Students Showcase Forklift Skills After Finishing Training Program

Wayne White had to feel more than just a little pride when the seven students in his class made things look so easy during a recent demonstration. The students were able to show their instructor and others who were in attendance just how well they learned the skills necessary to receive certification as an operator of a forklift, reach truck, or clamp truck.

The seven young men have trained directly under the tutelage of White and received both classroom and hands-on training. The recent demonstration provided proof that each of the men is properly prepared and certifiable for the job opportunities that await them.

The last part of the demonstration involved the students operating vehicles in a cleared out auditorium and demonstrating their mastery of vehicle functions by placing crates on a shelf.


Angela Lawhorn is the new director of the Workforce Development Center. Lawhorn says the center is prepared to offer students a number of new customized training programs. She says the Center has received funding from the Workforce Credential Grant and will pair this with the non-credit financial aid it offers to help students obtain the credentials they need to find work for a fraction of the normal cost.

Lawhorn says she is excited for both students and the Workforce Development Center because of the many new programs being offered. She says the Center is also working closely with area employers to make sure the curriculum they offer is in line with the training employers wish to see in new hires.

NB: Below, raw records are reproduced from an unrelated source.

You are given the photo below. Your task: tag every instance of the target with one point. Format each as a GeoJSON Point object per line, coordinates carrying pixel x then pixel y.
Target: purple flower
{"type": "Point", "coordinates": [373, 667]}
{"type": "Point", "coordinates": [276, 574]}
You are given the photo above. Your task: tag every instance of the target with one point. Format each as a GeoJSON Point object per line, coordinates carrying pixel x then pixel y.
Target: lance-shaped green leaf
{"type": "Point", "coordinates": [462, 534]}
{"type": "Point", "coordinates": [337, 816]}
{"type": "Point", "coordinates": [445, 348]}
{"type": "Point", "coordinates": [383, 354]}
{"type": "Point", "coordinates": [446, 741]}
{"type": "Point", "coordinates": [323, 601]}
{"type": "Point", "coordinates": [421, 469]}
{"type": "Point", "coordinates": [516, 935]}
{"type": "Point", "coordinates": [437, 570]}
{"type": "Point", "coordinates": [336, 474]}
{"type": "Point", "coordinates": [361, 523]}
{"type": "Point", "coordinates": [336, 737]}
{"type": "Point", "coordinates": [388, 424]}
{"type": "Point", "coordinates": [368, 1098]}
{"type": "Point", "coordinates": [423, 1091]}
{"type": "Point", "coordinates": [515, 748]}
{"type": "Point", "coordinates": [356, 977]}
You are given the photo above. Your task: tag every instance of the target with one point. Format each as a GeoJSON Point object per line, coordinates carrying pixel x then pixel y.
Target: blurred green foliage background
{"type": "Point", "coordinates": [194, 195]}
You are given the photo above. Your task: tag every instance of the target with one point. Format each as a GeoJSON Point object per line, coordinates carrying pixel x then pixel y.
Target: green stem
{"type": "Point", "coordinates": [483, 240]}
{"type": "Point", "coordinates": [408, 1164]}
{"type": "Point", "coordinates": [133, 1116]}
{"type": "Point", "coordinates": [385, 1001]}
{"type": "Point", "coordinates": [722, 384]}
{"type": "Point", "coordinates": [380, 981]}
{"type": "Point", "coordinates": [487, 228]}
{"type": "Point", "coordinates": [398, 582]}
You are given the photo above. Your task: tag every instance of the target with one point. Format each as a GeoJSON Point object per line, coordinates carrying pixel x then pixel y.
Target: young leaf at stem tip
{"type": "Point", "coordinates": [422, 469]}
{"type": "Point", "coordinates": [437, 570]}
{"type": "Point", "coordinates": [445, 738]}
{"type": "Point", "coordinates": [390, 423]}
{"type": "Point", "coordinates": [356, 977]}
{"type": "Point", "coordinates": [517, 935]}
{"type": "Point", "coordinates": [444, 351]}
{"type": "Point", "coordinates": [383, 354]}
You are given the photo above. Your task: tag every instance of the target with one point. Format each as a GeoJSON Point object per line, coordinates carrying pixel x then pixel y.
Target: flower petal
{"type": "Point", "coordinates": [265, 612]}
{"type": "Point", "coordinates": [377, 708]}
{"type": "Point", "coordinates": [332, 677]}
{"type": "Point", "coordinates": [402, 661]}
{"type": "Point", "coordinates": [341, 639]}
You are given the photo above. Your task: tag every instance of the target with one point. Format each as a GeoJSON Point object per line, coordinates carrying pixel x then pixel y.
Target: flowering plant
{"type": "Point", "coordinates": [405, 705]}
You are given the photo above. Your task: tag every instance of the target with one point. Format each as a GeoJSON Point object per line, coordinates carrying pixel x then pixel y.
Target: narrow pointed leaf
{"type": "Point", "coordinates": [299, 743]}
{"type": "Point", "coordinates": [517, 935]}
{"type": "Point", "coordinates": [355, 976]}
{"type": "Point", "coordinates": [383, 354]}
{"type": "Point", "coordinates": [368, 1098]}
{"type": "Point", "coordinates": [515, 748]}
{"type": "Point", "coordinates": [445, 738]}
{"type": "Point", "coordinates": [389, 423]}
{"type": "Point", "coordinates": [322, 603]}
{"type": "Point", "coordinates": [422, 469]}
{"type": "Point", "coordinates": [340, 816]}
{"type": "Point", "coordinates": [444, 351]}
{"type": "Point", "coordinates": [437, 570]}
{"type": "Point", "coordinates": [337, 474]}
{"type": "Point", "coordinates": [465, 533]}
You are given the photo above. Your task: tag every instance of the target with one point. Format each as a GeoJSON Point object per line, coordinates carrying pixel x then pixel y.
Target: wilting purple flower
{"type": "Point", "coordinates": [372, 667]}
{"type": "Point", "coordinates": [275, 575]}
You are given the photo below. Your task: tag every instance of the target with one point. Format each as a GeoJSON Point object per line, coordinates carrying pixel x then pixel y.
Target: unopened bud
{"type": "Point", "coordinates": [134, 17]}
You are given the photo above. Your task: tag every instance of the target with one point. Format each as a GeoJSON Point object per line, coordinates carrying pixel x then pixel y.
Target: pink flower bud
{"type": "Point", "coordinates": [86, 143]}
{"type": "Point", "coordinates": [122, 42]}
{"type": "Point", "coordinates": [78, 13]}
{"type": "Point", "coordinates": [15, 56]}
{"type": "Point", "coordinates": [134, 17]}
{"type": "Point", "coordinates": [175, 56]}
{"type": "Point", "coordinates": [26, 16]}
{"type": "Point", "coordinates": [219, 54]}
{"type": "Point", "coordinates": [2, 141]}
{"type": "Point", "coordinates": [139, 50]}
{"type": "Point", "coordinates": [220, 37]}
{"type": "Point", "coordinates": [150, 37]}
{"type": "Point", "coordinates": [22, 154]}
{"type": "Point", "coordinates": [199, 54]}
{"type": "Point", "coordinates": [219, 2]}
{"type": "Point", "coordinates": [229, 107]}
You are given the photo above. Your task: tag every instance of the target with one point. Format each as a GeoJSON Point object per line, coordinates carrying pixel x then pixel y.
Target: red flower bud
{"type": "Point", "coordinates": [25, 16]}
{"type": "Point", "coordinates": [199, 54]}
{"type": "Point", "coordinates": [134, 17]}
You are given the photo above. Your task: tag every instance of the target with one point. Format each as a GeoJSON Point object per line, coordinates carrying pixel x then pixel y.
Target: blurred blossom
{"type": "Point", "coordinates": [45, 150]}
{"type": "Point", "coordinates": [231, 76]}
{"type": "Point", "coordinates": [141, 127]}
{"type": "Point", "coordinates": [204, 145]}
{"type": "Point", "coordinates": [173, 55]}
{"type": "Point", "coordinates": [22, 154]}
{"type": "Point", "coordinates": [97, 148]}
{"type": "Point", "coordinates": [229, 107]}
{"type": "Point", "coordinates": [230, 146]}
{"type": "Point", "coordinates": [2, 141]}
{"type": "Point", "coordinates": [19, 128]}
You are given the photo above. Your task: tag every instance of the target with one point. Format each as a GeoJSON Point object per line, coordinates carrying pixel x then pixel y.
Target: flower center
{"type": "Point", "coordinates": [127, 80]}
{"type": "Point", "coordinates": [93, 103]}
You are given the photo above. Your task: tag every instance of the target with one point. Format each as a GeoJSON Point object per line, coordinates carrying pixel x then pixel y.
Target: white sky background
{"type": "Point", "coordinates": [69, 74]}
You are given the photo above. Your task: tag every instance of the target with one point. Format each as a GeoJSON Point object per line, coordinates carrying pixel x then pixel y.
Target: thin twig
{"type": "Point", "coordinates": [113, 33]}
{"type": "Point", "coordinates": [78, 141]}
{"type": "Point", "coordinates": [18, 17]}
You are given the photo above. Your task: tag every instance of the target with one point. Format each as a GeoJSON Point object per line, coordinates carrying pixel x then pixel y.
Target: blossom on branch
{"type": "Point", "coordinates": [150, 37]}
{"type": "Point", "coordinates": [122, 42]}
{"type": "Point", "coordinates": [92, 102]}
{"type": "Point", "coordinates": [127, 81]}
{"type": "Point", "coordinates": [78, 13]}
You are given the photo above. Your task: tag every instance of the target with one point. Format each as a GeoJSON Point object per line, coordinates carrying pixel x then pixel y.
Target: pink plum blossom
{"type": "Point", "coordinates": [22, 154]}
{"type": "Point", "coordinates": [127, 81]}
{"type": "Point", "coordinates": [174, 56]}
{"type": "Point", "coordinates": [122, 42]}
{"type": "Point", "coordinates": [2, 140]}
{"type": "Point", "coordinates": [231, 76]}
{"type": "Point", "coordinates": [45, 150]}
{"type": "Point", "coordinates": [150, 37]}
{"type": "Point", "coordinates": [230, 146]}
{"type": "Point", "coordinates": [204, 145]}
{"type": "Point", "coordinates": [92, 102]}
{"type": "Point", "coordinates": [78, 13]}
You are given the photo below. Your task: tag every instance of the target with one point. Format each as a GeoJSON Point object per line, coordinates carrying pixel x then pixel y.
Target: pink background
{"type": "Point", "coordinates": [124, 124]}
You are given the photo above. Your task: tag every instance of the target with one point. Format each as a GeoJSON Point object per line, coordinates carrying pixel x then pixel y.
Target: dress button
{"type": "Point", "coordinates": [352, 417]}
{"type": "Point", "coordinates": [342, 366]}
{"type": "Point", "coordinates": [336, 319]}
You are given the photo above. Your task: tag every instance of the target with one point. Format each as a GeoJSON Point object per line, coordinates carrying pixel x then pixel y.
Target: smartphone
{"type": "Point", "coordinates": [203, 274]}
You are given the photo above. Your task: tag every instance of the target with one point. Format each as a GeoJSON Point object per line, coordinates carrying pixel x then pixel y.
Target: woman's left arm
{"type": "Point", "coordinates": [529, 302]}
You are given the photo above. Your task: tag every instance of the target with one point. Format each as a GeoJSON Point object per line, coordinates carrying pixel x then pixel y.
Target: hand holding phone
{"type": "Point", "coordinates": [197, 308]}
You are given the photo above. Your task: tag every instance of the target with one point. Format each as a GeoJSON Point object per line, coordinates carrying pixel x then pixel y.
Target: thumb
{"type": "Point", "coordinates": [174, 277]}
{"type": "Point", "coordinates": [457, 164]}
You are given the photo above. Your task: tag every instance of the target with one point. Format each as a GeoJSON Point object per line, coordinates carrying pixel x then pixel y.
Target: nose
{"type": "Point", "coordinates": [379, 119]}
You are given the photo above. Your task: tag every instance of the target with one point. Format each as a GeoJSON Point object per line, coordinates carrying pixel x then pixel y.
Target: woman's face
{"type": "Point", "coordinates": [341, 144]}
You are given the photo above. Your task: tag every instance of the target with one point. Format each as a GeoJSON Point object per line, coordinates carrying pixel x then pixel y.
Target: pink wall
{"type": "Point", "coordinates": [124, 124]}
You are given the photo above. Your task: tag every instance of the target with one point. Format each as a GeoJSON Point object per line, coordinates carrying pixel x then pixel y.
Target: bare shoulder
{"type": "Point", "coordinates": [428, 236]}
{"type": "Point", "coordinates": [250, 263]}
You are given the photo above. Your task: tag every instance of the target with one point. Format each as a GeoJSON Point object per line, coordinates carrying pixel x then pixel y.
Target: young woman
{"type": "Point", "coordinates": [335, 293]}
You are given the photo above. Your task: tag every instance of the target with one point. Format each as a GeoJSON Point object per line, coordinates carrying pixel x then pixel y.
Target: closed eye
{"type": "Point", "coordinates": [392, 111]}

PDCCC President Dan Lufkin took some time out to observe some of the training received by the students first-hand. Lufkin says there is a great need in the industry for operators with the skills the seven men demonstrated. Lufkin says he and his organization are committed to serving the need for workers of businesses in the local region and longs to see the day when graduates of the programs being offered by the Workforce Development Center are the first choice of area businesses.


The seven students who recently trained under Wayne White each took a moment to explain why they signed up for the program.

  • Twenty-two year-old Demetri Williams says he joined the program to improve his chance at getting a job. He says he is happy to receive his certification and feels the experience has increased his confidence.
  • Danielle Handsom is a 36-year-old safety coordinator who is employed by High Liner Foods. Handsom says he is hoping the certification he received will pave the way for better job opportunities in the future.
  • Morris Lankford is 37 years old and was encouraged by a counselor to join the program. He says he is glad he took the advice to heart.
  • Twenty-eight-year-old Duray Hudson says a friend told him about the program. He says it sounded like something he would like to do so he signed up.
  • Edward Commodore is 34 years old and is also an employee of High Liner Foods. He says he was asked by his employer to enter the program so that he could teach others at the company the skills he has learned. He might just be the right man for the job after helping Dan Lufkin operate a forklift.
  • Joshua Warren and Terrence Jeffrey are both eighteen-year-old high school seniors. The teenagers were encouraged to join the program by Franklin High School counselor Ale Massenburg.